Miller ne prend peut-être pas le spectateur en otage, mais il le manipule à loisir, avec une structure complètement éclatée, héritée de celle du livre, petite machine dramatique où le destin a le dernier mot, et lie des trajectoires parallèles. "Le film engendre sa propre mécanique comme une horloge. Il n’y a qu’au cinéma qu’il y a autant de coïncidences. Ça fait partie du jeu, c’est un peu à prendre ou à laisser. Il faut accepter de se laisser faire." D’où l’utilisation de cartons intercalés, procédé un peu superflu, mais que le cinéaste revendique pleinement. "C’était pour installer clairement le système du film, explique-t-il, et pour que ce soit plus confortable pour le spectateur." Confortable pour la compréhension du récit, peut-être, mais certainement pas dans ce qu’il raconte. Sous ses allures anodines, Betty Fisher… est fidèle à l’univers de Miller, monde de violences sourdes, de culpabilités étouffantes, d’angoisses névrotiques, et où la famille pèse lourd. "C’est Jules Renard, je pense, qui a écrit: "La famille, c’est ceux qui nous aiment, et que nous aimons. Le reste ne veut pas dire grand-chose." La gestion de l’héritage familial est au coeur du film: on peut – un tout petit peu – choisir ses enfants, mais ses parents, jamais. C’est un film qui parle de choses douloureuses, mais il y a beaucoup d’humour."

Est-ce la cure de jouvence provoquée par La Chambre des magiciennes, tournée en digital et avec une équipe réduite, qui déteint sur ce film-ci?

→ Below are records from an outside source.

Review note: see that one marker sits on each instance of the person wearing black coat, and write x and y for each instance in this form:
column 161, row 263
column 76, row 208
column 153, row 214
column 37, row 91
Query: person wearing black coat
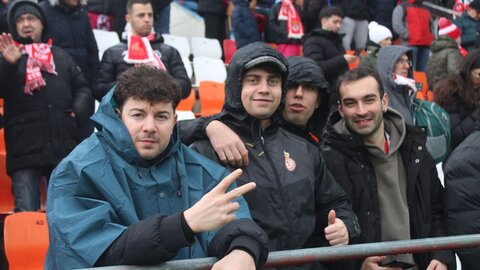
column 41, row 126
column 113, row 63
column 324, row 46
column 384, row 166
column 462, row 194
column 295, row 192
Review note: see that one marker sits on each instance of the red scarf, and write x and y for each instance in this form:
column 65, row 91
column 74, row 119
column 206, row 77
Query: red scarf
column 294, row 24
column 140, row 52
column 40, row 59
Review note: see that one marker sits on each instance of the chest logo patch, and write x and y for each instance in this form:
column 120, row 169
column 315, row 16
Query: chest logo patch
column 290, row 164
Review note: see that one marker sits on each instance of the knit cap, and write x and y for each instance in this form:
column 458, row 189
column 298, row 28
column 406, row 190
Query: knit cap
column 377, row 32
column 445, row 27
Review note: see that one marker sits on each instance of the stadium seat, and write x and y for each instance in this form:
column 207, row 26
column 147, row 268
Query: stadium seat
column 229, row 48
column 105, row 40
column 26, row 240
column 212, row 95
column 187, row 104
column 206, row 47
column 179, row 43
column 209, row 69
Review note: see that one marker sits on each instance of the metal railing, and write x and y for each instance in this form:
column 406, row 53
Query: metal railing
column 301, row 256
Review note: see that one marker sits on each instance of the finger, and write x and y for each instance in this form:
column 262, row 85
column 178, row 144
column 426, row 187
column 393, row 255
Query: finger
column 227, row 181
column 239, row 191
column 331, row 217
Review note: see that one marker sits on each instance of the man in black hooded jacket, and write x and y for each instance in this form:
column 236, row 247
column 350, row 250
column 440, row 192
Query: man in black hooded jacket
column 296, row 201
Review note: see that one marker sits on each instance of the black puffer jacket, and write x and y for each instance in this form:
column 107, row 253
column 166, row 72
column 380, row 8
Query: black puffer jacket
column 326, row 48
column 348, row 159
column 38, row 128
column 112, row 65
column 462, row 194
column 290, row 205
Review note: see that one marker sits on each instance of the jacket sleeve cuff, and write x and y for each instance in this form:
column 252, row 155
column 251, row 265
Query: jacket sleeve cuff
column 172, row 232
column 248, row 245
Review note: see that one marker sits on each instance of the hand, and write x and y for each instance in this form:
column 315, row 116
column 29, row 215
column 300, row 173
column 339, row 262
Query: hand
column 237, row 259
column 228, row 146
column 336, row 232
column 350, row 58
column 11, row 52
column 437, row 265
column 371, row 263
column 216, row 208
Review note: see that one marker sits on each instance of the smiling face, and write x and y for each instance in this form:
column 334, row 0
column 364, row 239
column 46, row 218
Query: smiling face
column 300, row 103
column 261, row 93
column 141, row 19
column 149, row 125
column 29, row 25
column 362, row 107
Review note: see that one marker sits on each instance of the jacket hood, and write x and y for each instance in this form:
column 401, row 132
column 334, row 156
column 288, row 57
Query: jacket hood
column 114, row 132
column 245, row 58
column 12, row 25
column 443, row 42
column 57, row 2
column 387, row 57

Toujours est-il qu’on sent le plaisir que Miller a eu à fabriquer Betty Fisher…, un travail d’orfèvre, qui s’amuse à tricoter une histoire tortueuse, et tout à fait amorale. Une femme qui s’approprie l’enfant d’une autre. Une jeune mère – indigne ou impropre à la maternité? – qui semble s’accommoder de la disparition de son fils. Mine de rien, Miller nous place face à ces personnages en dehors de la morale, et s’amuse à mêler les cartes. On pense inévitablement à Hitchcock lorsqu’on songe à ce jeu de manipulation du spectateur. "Dès l’écriture, j’ai envisagé Nicole Garcia, et là, j’ai pensé à Hitchcock. Je voulais une belle grande femme, blonde et solaire, pour qu’il y ait une filiation physique avec Kiberlain. Avec Nicole, on se disait toujours que c’était une histoire d’amour, un rachat par rapport à l’enfance qu’elle a donnée à sa fille. C’est impossible de trouver son personnage sympathique, mais il fallait qu’on ait des réactions ambiguës."

On n’avait pas vu Nicole Garcia au grand écran depuis 1993, dans Aux petits bonheurs. Consacrant désormais son temps à la réalisation (Le Fils préféré, Place Vendôme) et au théâtre (Scènes de la vie conjugale, pendant deux ans, sur une scène parisienne), la comédienne fait un retour marquant, dans ce rôle taillé sur mesure. Marchant sur la corde raide entre caricature et naturalisme, elle compose un incroyable personnage de femme dérangée, qui, dans la salle, suscite autant la réprobation, l’incrédulité que les rires. Quant à Luck Mervil, c’est une révélation, dans ce rôle d’un bon gars intègre. "Je ne le connaissais pas du tout, confie Miller, alors, on a fait des essais, et il était excellent. C’est un très bon acteur, il a une grande honnêteté de regard."

Avec, dans ses cartons, une adaptation moderne de La Mouette, et un scénario, "plutôt comique", de Jackie Berroyer, sur la disparition d’un président évoquant de Gaulle, Claude Miller est parti sur une belle lancée.